What’s Going On With Greg Schiano?

October 14th, 2013

Popular sports radio and television personality Adam Schein, former Oakland Raiders CEO Amy Trask, and NFL insider Jason LaCanfora discuss the hot water Bucs coach Greg Schiano is in over this allegation he leaked Josh Freeman’s medical information in this CBS Sports video.

6 Responses to “What’s Going On With Greg Schiano?”

  1. 1976-77 0-26 looks good now? Says:

    This is all being alleged! I have a inkling that Freeman and his camp may have done this out of spite! Why would Coach do this knowing full and well their is going to be an investigation? Think about it, he is already on the hot seat why would he want the extra attention add on to him! Freeman wanted out of Tampa and knew he had to maybe hurt himself in the process! The perception of Freeman was he was being childish anyways, so in his mind by doing this what was it going to hurt.!He got paid twice in all this process. I might be wrong but it does make the most logical sense! GO BUCS…

  2. Capt. Tim Says:

    “The perception of Freeman”
    Is what people have heard from Schiano- who was trying to Smear Josh.
    Why? A couple reasons. Josh did not want to play in Schianos crappy offense, and asked to be traded. If a young Franchise QB wants to leave, rather than play in a coaches system- a system that is failing/losing, then the coach may go!
    Unless the QB is an “alleged bad person/ drug user.” There are still idiots here, spewing Schianos slurs. Even though it’s obvious now, that Schiano is the problem.
    Schiano is a lil Dictator! He wouldn’t listen to ideas about the offense.he didn’t trade Josh. But he gave Glennon half the snaps with the starting unit, from day one. Mike Williams revealed that in an interview. To give a rookies half the starters snaps- was done just to degrade and aggrevate Josh.
    He told Josh not to attend several team meetings- but didn’t tell the team that. All to try childishly to get josh to quit.

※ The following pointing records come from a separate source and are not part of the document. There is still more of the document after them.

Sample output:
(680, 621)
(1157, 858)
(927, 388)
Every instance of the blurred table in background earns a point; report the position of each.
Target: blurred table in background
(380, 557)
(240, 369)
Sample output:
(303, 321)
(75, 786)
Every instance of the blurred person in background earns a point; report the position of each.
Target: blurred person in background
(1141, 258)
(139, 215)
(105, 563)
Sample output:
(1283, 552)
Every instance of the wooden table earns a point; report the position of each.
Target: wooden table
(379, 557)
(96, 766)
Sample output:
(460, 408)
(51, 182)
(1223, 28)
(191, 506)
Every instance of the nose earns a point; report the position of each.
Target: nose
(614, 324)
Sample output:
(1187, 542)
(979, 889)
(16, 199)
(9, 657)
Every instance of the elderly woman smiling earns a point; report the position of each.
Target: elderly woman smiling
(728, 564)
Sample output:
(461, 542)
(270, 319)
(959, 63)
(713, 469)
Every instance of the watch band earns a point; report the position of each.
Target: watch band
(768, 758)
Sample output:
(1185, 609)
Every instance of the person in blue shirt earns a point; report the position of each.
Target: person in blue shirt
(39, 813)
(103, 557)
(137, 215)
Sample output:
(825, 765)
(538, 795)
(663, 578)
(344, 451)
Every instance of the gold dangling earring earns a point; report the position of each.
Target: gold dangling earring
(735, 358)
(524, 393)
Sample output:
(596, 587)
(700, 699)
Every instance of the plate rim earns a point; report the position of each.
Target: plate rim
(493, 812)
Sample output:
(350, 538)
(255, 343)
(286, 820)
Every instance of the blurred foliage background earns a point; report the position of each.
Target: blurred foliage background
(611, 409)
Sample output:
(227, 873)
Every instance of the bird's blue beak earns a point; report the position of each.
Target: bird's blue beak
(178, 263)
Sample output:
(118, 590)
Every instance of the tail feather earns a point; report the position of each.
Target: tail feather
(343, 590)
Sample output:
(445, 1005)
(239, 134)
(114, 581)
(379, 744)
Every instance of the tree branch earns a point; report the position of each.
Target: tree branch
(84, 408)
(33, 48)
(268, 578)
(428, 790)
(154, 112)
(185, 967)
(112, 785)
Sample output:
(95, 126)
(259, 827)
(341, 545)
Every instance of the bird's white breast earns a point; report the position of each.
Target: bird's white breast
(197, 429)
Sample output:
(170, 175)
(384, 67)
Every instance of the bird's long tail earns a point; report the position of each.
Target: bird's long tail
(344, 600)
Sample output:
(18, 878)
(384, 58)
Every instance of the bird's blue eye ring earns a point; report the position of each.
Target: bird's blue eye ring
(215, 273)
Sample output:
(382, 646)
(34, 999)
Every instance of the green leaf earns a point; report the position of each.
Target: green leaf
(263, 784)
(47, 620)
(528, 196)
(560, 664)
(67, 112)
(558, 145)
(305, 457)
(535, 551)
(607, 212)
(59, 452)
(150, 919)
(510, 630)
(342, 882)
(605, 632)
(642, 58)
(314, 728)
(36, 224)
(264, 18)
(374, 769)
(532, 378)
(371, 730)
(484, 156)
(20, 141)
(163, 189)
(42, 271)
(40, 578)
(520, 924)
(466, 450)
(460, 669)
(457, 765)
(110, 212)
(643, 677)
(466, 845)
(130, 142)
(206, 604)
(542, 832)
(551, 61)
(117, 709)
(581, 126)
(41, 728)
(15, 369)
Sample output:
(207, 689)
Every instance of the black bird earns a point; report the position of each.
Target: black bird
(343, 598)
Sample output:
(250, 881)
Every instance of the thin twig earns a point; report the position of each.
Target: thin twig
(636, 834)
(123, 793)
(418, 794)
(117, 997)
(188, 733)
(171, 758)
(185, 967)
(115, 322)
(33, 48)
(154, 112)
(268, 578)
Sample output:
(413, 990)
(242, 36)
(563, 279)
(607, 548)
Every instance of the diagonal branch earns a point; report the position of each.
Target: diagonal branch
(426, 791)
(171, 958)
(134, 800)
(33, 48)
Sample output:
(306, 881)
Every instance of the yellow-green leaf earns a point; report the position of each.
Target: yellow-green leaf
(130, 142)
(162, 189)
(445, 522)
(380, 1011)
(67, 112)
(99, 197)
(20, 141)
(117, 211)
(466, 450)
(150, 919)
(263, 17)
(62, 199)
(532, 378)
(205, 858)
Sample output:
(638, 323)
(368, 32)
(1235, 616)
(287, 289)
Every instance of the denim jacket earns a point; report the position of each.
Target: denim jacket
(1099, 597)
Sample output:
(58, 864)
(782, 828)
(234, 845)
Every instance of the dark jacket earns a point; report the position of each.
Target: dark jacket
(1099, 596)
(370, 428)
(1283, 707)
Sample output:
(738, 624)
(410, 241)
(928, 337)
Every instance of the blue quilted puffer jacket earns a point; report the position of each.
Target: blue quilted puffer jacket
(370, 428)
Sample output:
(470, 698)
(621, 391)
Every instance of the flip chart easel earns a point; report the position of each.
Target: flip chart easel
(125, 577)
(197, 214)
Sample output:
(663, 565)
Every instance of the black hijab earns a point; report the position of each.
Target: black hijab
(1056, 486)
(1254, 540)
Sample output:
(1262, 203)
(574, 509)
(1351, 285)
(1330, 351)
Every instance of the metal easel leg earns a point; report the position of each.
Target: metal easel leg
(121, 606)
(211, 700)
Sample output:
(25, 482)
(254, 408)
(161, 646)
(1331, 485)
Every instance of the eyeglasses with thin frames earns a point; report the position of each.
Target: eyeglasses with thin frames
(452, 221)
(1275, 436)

    Three things should be clear now, or will be soon.
    Josh wasn’t the problem
    Glennon isn’t the savior
    Schiano can’t win in The NFL

  3. Tony Says:

    Obviously Schiano is a dumbass. I loved the comment that he did not hear the fans yesterday. If that is true, well, we now know who has the ADHD properly taking their meds. Glazers must be po’d to have to pay the rest of his contract, unless they find he did give out private information, then we may have a breach. Glazers even more mad that with every week, we are getting closer to the #1 pick that will cost $’s.

    Need a good coach and QB at once it seems.

  4. Just A Juggalo Says:

    I believe the Glazers are drooling over the #1 overall pick. They may be able to deal it for Murray and Clowney.

    Clowney has been snake bit this year when he played the 1st game with a stomach virus, people questioned his conditioning. Then he injured a foot/ankle and while toughing it out, a player stepped on it.

    Opposing teams are obsessed with Clowney not beating them so they gameplan away from him.

    All the while, Spurrier has kept mum, hoping that Jadaveon would play another year.

    I believe that if a deal can’t be done, simply draft Clowney #1 and with the 33rd pick chose Aaron Murray or Johnny Football, who may still be on the board due to partying issues.

    Maybe a QB hungry team (JAX) may want to swap picks to pick 1st overall and will give them a 3rd round pick in exchange.

    Joe may be right, hang on to the Little General and lock in those draft picks. Go Bucs!!

  5. Ian P Says:

    This team is stacked with young talent on both sides of the ball. Has there ever been a coach who has done so LITTLE with so MUCH talent? Ever? It’s mind boggling.

    In fact Mike Glennon actually looked like a veteran on Sunday, so we can’t even blame it on the “rookie quarterback” anymore. Schiano has no excuse.

  6. Morgan Says:

    Seems to me that the NFLPA needs to grill its own union members (players) who may have leaked the information out of the Bucs organization. Certain things are appropriate to talk about in the confines of the meetings at OBP – but when the players talk to their agents, that becomes an NFLPA issue with its own members.